Aan het wonen in een woongroep hangt natuurlijk een prijskaartje. De woningen in Boxmeer worden bij taxatie verkocht en beginnen bij zo’n €200.000. Daar komt €500 per maand bij voor onder meer de eigen stookkosten, belastingen, klein en groot onderhoud et cetera. Maar goedkoper kan ook. Er bestaan ook woongemeenschappen met huurwoningen. Al komen er de laatste jaren maar weinig woongroepen voor senioren in de sociale sector bij. Woningcorporaties, die de huisbaas zijn van deze woongemeenschappen, hebben minder geld om dergelijke wooncomplexen te bouwen. Ander nadeel: er geldt dan een maximumgezinsinkomen van nog geen €35.000.
Het aanbod van de eerder genoemde woongemeenschappen met particuliere huurwoningen of koopwoningen is wat ruimer.

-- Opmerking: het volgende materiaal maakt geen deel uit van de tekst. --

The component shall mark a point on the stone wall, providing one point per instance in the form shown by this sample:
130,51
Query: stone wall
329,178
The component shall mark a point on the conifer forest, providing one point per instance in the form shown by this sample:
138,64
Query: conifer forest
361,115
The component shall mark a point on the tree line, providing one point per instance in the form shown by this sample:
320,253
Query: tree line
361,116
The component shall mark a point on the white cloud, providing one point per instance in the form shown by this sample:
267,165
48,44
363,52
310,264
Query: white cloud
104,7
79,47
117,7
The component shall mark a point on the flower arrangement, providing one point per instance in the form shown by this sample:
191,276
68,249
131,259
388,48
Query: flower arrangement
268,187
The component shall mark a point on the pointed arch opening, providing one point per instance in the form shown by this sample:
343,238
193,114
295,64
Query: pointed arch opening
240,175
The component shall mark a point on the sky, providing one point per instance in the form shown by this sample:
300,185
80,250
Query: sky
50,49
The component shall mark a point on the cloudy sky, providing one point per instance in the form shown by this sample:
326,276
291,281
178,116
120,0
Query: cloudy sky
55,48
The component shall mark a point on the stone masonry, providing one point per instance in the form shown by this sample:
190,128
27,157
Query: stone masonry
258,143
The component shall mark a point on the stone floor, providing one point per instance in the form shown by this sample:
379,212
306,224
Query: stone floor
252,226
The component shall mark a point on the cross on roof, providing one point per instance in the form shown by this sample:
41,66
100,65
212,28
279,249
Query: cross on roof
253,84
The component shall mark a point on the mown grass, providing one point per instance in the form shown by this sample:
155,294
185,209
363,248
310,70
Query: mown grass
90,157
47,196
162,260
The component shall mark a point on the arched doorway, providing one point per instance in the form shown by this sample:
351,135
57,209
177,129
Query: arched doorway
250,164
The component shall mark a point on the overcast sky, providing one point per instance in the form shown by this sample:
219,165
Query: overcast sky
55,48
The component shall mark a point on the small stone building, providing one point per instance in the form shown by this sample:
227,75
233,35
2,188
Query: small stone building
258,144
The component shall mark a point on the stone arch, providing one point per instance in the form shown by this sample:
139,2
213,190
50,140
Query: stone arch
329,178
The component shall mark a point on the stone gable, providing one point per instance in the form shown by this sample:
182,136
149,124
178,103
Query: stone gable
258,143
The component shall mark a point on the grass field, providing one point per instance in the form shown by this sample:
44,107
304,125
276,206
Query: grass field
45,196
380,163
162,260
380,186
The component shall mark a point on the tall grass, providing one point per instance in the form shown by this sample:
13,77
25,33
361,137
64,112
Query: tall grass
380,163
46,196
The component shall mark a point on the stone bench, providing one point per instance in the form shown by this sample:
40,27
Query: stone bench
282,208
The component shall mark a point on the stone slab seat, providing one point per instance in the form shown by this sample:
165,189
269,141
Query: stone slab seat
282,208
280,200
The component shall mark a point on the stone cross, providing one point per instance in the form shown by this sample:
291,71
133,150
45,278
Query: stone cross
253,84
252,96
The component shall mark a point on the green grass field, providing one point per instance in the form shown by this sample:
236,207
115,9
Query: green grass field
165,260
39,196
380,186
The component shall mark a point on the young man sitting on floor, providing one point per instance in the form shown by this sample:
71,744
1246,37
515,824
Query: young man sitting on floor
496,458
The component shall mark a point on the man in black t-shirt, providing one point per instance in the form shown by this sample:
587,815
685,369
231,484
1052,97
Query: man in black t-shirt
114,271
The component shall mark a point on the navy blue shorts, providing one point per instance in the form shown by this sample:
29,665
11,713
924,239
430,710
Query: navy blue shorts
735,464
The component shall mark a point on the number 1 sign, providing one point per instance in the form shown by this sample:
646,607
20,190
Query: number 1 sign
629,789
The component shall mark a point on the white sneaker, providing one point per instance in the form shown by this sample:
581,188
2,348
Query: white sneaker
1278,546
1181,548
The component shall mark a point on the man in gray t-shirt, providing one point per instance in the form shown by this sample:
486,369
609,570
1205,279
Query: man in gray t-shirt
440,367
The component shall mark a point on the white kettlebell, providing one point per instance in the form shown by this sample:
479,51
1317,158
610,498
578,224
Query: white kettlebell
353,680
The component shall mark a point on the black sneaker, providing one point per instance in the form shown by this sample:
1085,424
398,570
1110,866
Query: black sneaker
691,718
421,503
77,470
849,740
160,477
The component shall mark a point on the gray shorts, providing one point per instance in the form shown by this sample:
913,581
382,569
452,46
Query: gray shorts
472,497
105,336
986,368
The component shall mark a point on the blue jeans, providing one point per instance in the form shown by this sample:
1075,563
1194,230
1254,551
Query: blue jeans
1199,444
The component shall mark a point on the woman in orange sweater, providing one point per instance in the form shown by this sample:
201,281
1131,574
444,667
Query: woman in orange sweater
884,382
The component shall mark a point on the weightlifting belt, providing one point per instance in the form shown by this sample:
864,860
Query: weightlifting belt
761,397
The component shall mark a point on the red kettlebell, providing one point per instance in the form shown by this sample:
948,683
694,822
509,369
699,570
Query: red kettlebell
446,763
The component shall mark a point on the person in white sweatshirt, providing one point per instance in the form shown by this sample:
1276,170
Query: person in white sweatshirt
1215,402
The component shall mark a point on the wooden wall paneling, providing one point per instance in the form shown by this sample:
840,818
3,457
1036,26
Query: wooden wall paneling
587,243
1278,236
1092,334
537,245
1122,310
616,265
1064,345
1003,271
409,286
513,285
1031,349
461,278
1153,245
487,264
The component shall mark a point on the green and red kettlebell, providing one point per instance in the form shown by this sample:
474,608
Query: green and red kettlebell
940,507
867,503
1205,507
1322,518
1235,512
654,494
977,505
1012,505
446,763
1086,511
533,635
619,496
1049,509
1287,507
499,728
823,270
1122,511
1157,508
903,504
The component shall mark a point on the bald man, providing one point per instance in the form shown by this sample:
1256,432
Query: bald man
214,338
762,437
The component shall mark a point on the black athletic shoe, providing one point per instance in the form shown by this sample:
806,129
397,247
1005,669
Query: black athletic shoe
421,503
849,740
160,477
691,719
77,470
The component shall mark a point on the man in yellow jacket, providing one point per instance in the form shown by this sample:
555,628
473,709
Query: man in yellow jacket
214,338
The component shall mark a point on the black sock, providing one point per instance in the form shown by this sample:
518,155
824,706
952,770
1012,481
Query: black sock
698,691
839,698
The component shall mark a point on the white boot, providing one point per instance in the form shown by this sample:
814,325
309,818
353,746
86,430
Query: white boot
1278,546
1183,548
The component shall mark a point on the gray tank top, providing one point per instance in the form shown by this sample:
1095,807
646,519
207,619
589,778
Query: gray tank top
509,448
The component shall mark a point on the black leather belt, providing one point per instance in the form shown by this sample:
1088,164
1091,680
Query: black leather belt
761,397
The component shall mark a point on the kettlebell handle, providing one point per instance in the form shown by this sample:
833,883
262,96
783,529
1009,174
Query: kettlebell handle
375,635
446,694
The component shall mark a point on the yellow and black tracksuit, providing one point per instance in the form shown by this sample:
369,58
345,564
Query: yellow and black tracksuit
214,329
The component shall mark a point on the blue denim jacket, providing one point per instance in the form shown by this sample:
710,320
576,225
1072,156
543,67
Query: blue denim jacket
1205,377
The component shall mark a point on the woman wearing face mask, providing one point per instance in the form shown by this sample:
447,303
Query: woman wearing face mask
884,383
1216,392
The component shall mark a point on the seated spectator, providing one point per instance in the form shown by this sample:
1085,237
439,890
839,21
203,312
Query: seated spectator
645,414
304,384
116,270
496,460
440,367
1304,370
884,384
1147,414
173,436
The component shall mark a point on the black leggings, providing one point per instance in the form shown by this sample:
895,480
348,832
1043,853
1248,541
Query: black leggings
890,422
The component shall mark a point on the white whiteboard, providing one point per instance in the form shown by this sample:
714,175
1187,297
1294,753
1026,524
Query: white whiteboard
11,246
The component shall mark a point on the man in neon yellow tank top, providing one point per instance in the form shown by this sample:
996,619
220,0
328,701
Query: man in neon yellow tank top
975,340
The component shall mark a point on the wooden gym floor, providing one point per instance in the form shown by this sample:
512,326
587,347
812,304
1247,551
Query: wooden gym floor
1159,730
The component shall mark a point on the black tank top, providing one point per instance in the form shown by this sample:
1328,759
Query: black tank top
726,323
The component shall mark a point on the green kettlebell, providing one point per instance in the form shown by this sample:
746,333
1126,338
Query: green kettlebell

Meestal zijn er wachtlijsten, maar bijvoorbeeld in Boxmeer is bij het ter perse gaan van dit nummer nog een plaats beschikbaar.
Eigen woongemeenschap laten bouwen…
We zien steeds meer groepen die onder collectief particulier opdrachtgeverschap (CPO) gaan bouwen”, vertelt LVGO-secretaris Zwart. Bij CPO treedt een groep particulieren, vaak georganiseerd als vereniging, op als de ontwikkelaar van een nieuw complex. De particulieren hebben volledige zeggenschap over de grond en dragen samen verantwoordelijkheid voor het ontwerp en de bouw van de woningen. Vaak schakelen ze hierbij de hulp van een bouwbegeleider, architect en aannemer in.
Anneke Lenders (70) is, samen met haar man Henk en dochter Lidewij, initiatiefnemer van een groep die onder CPO wil gaan bouwen. De woongroep in Apeldoorn, met de naam WijsWonen, moet in 2016 uit 21 appartementen en een gezamenlijke binnentuin bestaan. Zorg wil Lenders inkopen bij een aangrenzende instelling voor verstandelijk beperkten.
Zelf een woongroep oprichten is niet niks. Lenders en haar dochter hadden flink wat overredingskracht nodig om de gemeente enthousiast te maken zodat er grond beschikbaar kwam. “Inmiddels ziet de gemeente Apeldoorn het helemaal zitten”, aldus Lenders. Ook hebben ze al een groepje geïnteresseerden gevonden op voorlichtingsavonden die ze organiseerden. Maar nog niet genoeg, dus wordt er druk verder gezocht.
…of aansluiten bij ‘n bestaande?
Sluit u zich liever aan bij een bestaande woongroep, kijk dan eens op de website van de LVGO (www.lvgo.nl, 030-820 09 65). Per woonplaats is aangegeven welke seniorenwoongroepen er zijn. Van der Horst adviseert om niet te wachten tot het echt niet meer anders kan. “Wij wonen hier nu zeven jaar en hebben onderling echt iets opgebouwd. Dat maakt de eventuele zorg straks ook makkelijker, omdat je dan al weet wat je aan elkaar hebt.”
Zijn er dan helemaal geen nadelen? Jawel. In een groep wonen past niet bij iedereen. “Gemeenschappelijk wonen heeft ook zijn uitdagingen. Je moet kunnen omgaan met de spanning tussen het op jezelf zijn en deelnemen aan activiteiten. En tussen het vasthouden aan je eigen mening en het accepteren van een groepsbesluit”, waarschuwt Zwart.